In this paper, I will revisit a key debate of the early years of political geography – how to fit a place into a geopolitical order.5 I will connect the geopolitical visions of external actors, in this case, that of American policy-makers and commentators, with the specific development of foreign policies of contemporary East-Central Europe. Earlier geopolitical study, like the writings of Mackinder, Bowman, Haushofer and Fairgrieve, always connected the macro-perspective of geopolitics to the micro-scale policies for borders and territories.6 Whilst not advocating a return to ethnocentric, state-centred geopolitical study, the linkage of geopolitical critique and policy analysis must continue. This paper is a return to classic geopolitical traditions without the national-patriotic baggage that has accompanied earlier as well as contemporary works.7

My review of the contemporary debates in American foreign policy indicates that controversies ebb and flow according to the nature and emphasis of the domestic agenda. Other feedback effects emanate from unanticipated developments in strategically important zones and in global economic relations. The short debate from late 1996 to early 1998 in the United States about NATO expansion into Eastern Europe helps to highlight current political positions and geopolitical perspectives on offer. One of the dramatic features of the NATO debate was the relative lack of attention to historical antecedents and alternative perspectives.8 Though Russian opposition to NATO expansion to the border of the former Soviet Union was noted, the great diversity of opinion in that country was generally simplified or noted in a condescending manner. Further, the geographic mosaic of Eastern Europe was simplified in the debate and a simple dichotomy of qualifiers and non-qualifiers for NATO membership ended whatever attention was paid to the diversity of countries, regions, peoples and politics in the zone between the German and Russian borders.

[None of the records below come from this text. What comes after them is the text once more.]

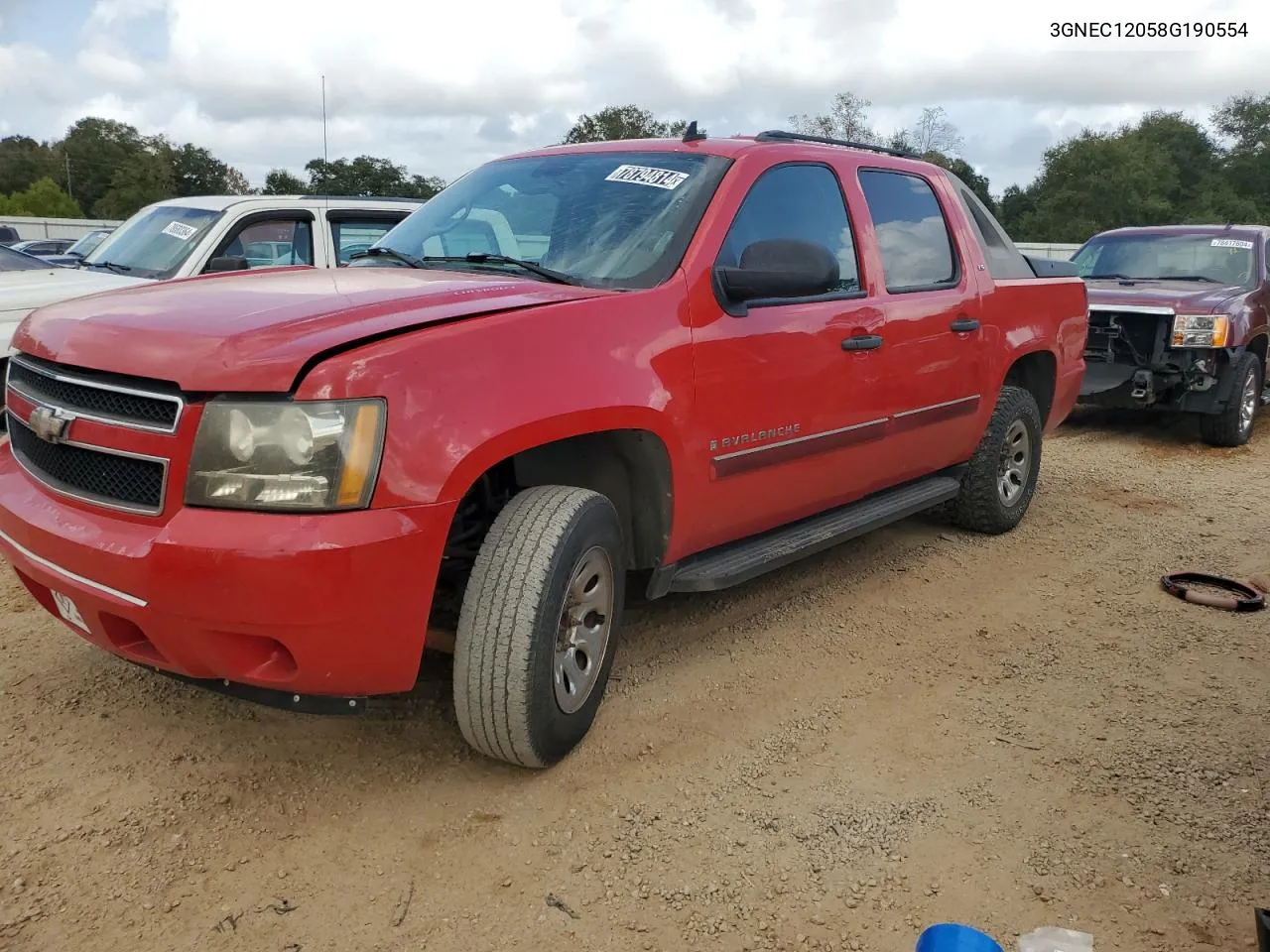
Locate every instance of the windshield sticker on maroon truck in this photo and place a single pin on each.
(648, 176)
(181, 231)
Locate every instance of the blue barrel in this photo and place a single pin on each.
(952, 937)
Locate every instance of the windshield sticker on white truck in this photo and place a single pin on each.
(181, 231)
(648, 176)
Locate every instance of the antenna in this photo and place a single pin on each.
(324, 160)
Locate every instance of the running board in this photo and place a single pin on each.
(749, 557)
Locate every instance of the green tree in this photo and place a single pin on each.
(41, 199)
(1016, 212)
(620, 122)
(847, 118)
(280, 181)
(1100, 180)
(23, 160)
(96, 149)
(1192, 151)
(195, 172)
(934, 132)
(236, 182)
(367, 176)
(965, 172)
(1243, 121)
(144, 178)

Geopolitical Controversies in the American World-View.
As the Western triumphalism of the post-1989 period wanes with growing recognition of territorial disputes remained unresolved, a decade-long search for a new geopolitical paradigm in the United States has not yet uncovered one capable of "ordering" a complex world-system. This complexity, hidden to U.S. strategists and policymakers blinded by the ageographic lens of the Cold War paradigm, now stands revealed; the U.S. establishment, despite a wish to reorder the post Cold War world, has not yet uniformly accepted a geopolitical code. The kind of domestic political consensus that emerged in the late 1940s around the “containment” strategy is not yet evident for any of the proposals for the post-1989 world. Various new paradigms (e.g. Huntington's "civilizational" model)9 recognise global complexity and a new multi-polarity of power but none have broad political support. U.S. geopolitics of the late 1990s resembles that of the 1920s with indecision and uncertainty in the aftermath of a victory in World War I. Despite victory in the Cold War, the realisation of expectations that have accrued and the limits on foreign policy activities posed by domestic constraints (not the least of which is the disinterest of most Americans in the world outside the borders of the U.S.) have complicated rather than clarified the U.S. role in the world.

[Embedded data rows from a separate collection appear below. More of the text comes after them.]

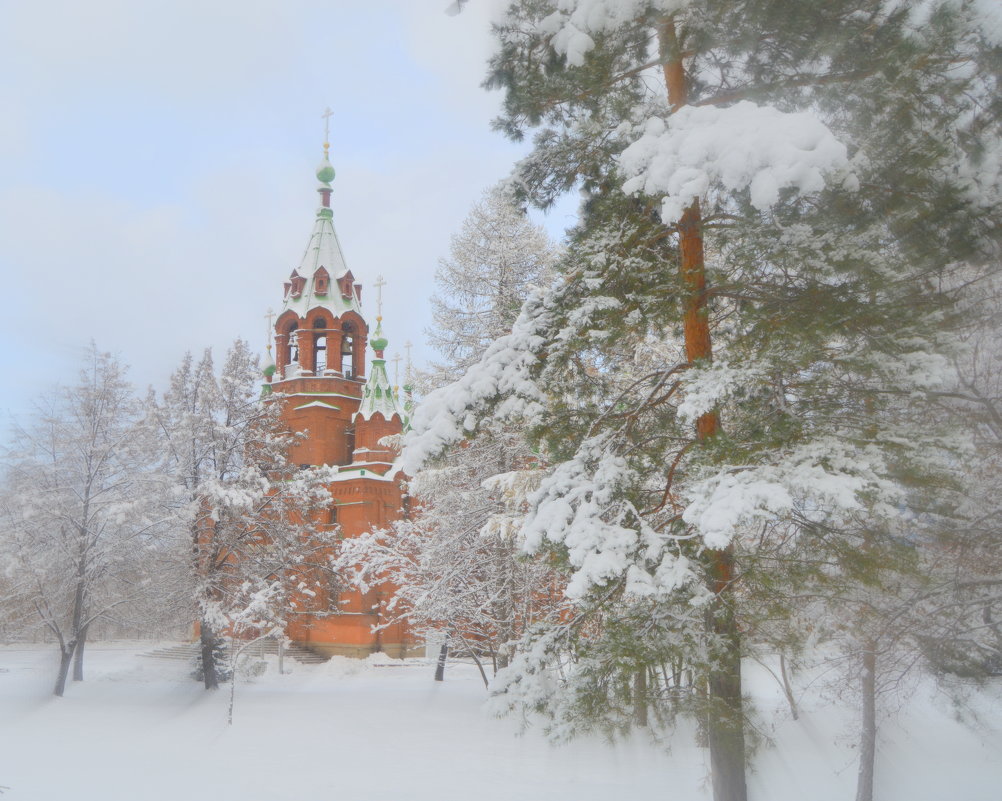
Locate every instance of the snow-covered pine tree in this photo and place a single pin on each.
(778, 190)
(458, 567)
(79, 511)
(497, 254)
(249, 515)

In an attempt to distinguish and highlight current debates, seven “paradigms” are portrayed in Table 1. In my definition, a paradigm is a general world perspective that is moulded both by the strength and variety of American domestic interests and by the state of international relations and the international political economy. Moreover, a paradigm is associated with each presidential administration and becomes personalised by the global visions that each holder of the highest office brings to power. Many of the “mental maps” are strongly influenced by early personal experiences of Presidents, whilst others are changed by unexpected global shifts.10 More than anything else, a paradigm offers a fairly-abstract blue-print for dealing with international relations and determining the extent and level of U.S. engagement with the world outside its borders.

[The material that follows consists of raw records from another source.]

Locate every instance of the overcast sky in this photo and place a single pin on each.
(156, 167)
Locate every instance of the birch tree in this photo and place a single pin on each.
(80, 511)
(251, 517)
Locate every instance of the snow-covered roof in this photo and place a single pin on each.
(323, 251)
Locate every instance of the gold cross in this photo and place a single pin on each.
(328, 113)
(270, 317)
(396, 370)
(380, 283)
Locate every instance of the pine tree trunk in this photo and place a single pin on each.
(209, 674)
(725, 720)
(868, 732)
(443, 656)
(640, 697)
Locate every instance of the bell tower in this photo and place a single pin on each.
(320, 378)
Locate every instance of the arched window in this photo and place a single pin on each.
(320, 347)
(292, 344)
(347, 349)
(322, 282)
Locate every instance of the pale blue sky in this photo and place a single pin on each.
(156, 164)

In contrast to the general perspective, a geopolitical code is defined as “a set of strategic assumptions that a government makes about other states in making its foreign policy.”11 Whilst highly ethnocentric and oriented to the perceived needs and interests of the state, geopolitical codes are nevertheless worthy of attention in the interpretation of foreign policy actions. Codes are the spatial expressions of geopolitical efforts to transform a “global space into fixed perspectival scenes, and as a two-dimensional register of space (they) would reveal some eternal truths about geography’s relationship to politics.”12 Thus, in order to understand the actions of the U.S. in post-1989 Eastern Europe, we need to examine the place of the region in the competing geopolitical codes of the U.S. Each of the respective geopolitical codes that are in vogue, under discussion or recently debated in Washington has a clear implication for the nature of U.S. response to changes in Eastern Europe consequent on the collapse of Communism in 1989. Though Brown notes how post-war U.S. strategists like Dean Acheson, Zbigniew Brzezinski, Allen Dulles, Dwight Eisenhower, Alexander Haig, George F. Kennan, Henry Kissinger, Richard Nixon, Paul Nitze, and Walter Rostow were influenced by geopolitical theories, a position also held by Sloan, the case for the influence of these theories on U.S. policymaking or plans seems stretched, anecdotal and not yet subject to rigorous analysis.13 More likely, the general Weltanschauung of the times influenced both the geopolitical theorists and the policy-makers and generated a geopolitical code that seemed theory-based but was more strongly linked to the operating paradigm in Washington.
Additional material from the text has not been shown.